Las familia se establecieron en las calles Fleurus (Leo y Gertrude) y Madame (Sarah y Michael) y se integraron en la vida intelectual y artística de la ciudad. Leo y Gertrude vivian con modestia y tenían que apañárselas con los réditos de las inversiones de la familia. Aún así, no dejaban de adquirir obras de arte.  “Puedes comprar ropa o pintura. Es así de simple. Nadie es tan rico para comprar las dos cosas", decía Gertrude.

Los Stein trabaron amistad con buena parte de los artistas emergentes a los que promovían, en particular Matisse y Picasso, cuyos cuadros coleccionaban. Gracias a Sarah, el primero pudo montar una escuela de pintura.

Casas que parecían museos

Las paredes de los domicilios de la familia estaban tan repletas de obras de arte que tuvieron que establecer horarios para las visitas, que acudían con el mismo interés que si se tratase de museos. Una vez a la semana organizaban jornadas de puertas abiertas, en las que se daban cita escritores, artistas, músicos e intelectuales.

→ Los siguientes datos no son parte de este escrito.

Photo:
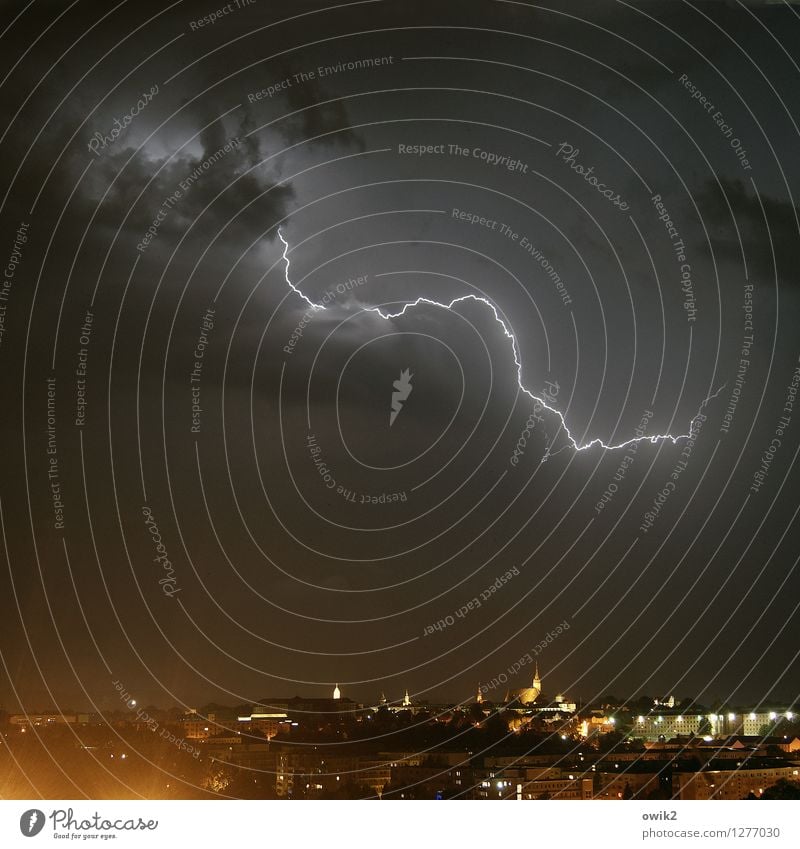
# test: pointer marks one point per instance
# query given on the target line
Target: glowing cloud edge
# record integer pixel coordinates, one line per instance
(654, 439)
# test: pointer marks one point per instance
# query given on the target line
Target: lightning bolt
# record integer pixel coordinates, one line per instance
(387, 316)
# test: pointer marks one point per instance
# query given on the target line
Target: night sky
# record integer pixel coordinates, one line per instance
(613, 182)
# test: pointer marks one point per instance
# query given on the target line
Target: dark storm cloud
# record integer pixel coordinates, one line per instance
(767, 226)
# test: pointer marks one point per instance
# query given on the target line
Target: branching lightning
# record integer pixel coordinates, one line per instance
(654, 439)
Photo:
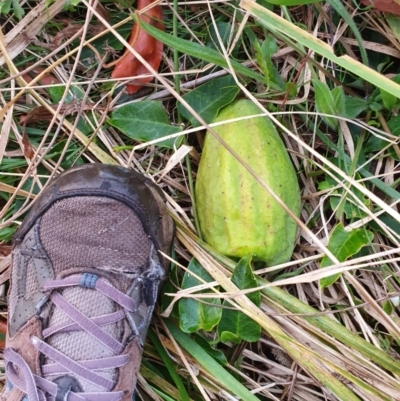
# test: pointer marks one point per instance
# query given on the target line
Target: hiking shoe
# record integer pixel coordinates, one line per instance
(84, 281)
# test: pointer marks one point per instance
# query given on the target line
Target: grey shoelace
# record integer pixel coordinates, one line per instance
(39, 388)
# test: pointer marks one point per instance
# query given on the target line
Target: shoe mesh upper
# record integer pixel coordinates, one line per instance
(94, 232)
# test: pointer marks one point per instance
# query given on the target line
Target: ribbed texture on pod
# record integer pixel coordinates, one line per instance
(237, 216)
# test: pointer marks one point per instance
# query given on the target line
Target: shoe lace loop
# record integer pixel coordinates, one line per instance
(39, 388)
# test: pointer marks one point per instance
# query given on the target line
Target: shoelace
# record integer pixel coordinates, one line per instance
(38, 388)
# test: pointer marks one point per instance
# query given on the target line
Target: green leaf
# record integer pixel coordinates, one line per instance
(325, 103)
(209, 98)
(388, 221)
(235, 325)
(269, 48)
(394, 125)
(354, 106)
(289, 3)
(344, 244)
(201, 52)
(275, 23)
(388, 100)
(18, 10)
(226, 380)
(145, 121)
(218, 355)
(197, 314)
(5, 6)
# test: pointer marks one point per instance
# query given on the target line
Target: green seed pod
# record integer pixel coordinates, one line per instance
(237, 215)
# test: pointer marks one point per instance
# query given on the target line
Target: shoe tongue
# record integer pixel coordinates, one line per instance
(79, 345)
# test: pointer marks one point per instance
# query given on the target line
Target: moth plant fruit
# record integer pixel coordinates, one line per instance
(237, 216)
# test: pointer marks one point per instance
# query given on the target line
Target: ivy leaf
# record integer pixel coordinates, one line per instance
(209, 98)
(235, 325)
(198, 314)
(344, 244)
(145, 121)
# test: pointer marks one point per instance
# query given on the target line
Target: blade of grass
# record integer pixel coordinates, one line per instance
(301, 354)
(322, 322)
(276, 23)
(168, 364)
(209, 363)
(201, 52)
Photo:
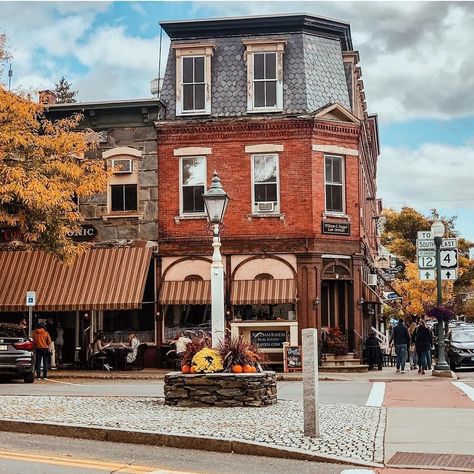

En 1928 Sarah y Michael Stein cambiaron de domicilio y se establecieron en la Villa Stein que diseñó para ellos el arquitecto Le Corbusier. Gertrude, que ya vivía con Alice B. Toklas, adquirió un bello estudio en la calle Christine.

Todos los hermanos Stein regresaron a California antes de la II Guerra Mundial con la excepción de Gertrude, que siguió viviendo en Francia hasta su muerte. Durante el conflicto bélico mostró con claridad su apoyo a Hitler, para el que llegó a pedir la concesión del Nobel de la Paz.

Tras su exhibición en el SFmoma, The Steins Collect viajará a París (Grand Palais, Paris, entre octubre de 2011 y enero de 2012) y Nueva York (Metropolitan Museum of Art, de febrero a junio de 2012).